Well, wasn’t this an efficient use of time? During the very first meeting with Emily since arriving this morning in Ventura, he’d gotten the cold, hard facts he needed to begin to retrieve his heart from her uncaring stranglehold.

But…

There was something just off the mark about what she had just said. She made it sound as though they’d mutually agreed that their feelings for each other weren’t what they’d believed them to be, and that wasn’t even remotely close to the truth.

He had left for Boston with the heartfelt promise to send for her just as soon as he could figure out a way to provide a home for her while he attended college on the scholarship he’d received.

Emily had vowed to wait for him no matter how long it took, but about a month later the shattering letter had come and…

“Yo in the house,” a voice called in the distance, jerking Mark back to the present. “I’m here as ordered to dig in the dirt.”

Emily’s eyes widened and she jumped to her feet. “Can’t. No digging in dirt today. Sorry, Grandma, I’ve got a killer headache so we’ll do this tomorrow. I’ll just go tell… Bye, Mark, enjoy your vacation and…”

The front door of the house opened and an adolescent boy came into the living room.

“Oh, dear heaven,” Emily whispered, “no.”

“Hi,” the boy said. “Didn’t you hear me holler? I came right over on my bike when I got home from swimming and saw your note, Mom. Hi, Great-Grandma. We’re going to dig the dirt, plant the plants, do it to it.” His attention was caught by a tall man across the room getting slowly to his feet. “Oh, hi. Sorry. Didn’t know there was company.” He looked questioningly at his mother.

“Yes, well,” Emily said, having difficulty breathing. “I…Mark Maxwell, I’d like you to meet…” She drew a shaky breath. “…my…my…son. Trevor. Trevor MacAllister. Trevor, say hello to Dr. Mark Maxwell. He’s an old school…chum of mine.”

“Cool,” Trevor said, nodding. “Hi.”

“You’re Emily’s…son?” Mark said, his voice sounding strange to his own ears as he stared at Trevor.

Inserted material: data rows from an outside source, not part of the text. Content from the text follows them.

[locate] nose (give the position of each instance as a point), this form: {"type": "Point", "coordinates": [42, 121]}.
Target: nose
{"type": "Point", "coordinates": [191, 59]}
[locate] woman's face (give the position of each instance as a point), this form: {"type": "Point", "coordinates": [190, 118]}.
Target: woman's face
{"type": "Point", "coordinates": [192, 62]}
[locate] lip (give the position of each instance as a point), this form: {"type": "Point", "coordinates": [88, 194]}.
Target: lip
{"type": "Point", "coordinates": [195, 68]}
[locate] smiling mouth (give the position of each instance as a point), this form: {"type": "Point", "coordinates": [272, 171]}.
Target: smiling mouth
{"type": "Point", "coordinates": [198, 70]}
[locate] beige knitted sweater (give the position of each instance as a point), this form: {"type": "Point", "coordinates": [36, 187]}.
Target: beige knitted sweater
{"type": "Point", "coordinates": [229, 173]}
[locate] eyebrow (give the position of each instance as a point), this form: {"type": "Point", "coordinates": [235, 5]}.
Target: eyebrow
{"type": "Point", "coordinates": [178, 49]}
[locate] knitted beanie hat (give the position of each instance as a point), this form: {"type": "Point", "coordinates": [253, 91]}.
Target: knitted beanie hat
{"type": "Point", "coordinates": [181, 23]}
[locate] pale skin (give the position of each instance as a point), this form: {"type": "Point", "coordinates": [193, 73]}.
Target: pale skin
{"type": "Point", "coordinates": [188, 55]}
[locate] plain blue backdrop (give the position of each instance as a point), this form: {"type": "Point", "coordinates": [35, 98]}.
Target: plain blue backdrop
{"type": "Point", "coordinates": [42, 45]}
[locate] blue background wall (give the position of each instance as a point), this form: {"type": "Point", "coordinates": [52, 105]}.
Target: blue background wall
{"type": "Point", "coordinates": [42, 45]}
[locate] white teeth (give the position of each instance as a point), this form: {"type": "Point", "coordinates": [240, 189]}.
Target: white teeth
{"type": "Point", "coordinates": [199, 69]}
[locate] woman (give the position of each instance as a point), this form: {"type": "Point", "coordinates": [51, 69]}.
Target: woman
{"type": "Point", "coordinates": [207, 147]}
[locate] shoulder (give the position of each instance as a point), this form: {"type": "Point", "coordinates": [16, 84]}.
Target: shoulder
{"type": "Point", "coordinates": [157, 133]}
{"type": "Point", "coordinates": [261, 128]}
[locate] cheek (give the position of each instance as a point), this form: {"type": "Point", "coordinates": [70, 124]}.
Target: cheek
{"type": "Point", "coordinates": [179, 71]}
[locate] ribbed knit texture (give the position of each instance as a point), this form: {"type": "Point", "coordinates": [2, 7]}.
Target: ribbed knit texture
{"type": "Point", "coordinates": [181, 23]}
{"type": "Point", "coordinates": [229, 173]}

“Yep, that’s me. Her genius-level offspring. Do note that I’m taller than she is already. Cool, huh?”

“Very cool,” Mark said. “How…how old are you, Trevor?”

No! Don’t answer that, Emily thought, taking a step toward Trevor.

“Yes, the time has come for this,” Margaret whispered to no one.

“I’m twelve, almost thirteen,” Trevor said. “Closer to thirteen, so just go with that. I’m about to become a bona fide teenager.”

Who looked exactly as he had at that age, Mark thought, his mind racing. Tall, lanky, feet like gunboats, arms and legs seeming too big for his yet-to-fully-develop body, brown eyes, light-brown hair and a cowlick creating a curl on the crown of his head.

This was Emily’s son? Mark’s mind screamed. Oh, he didn’t doubt for a second that she had given birth to him but, by damn, this boy standing a room away from him was more than just Emily’s son.

There was no doubt in his mind. None.

He, Mark Maxwell, was Trevor’s father!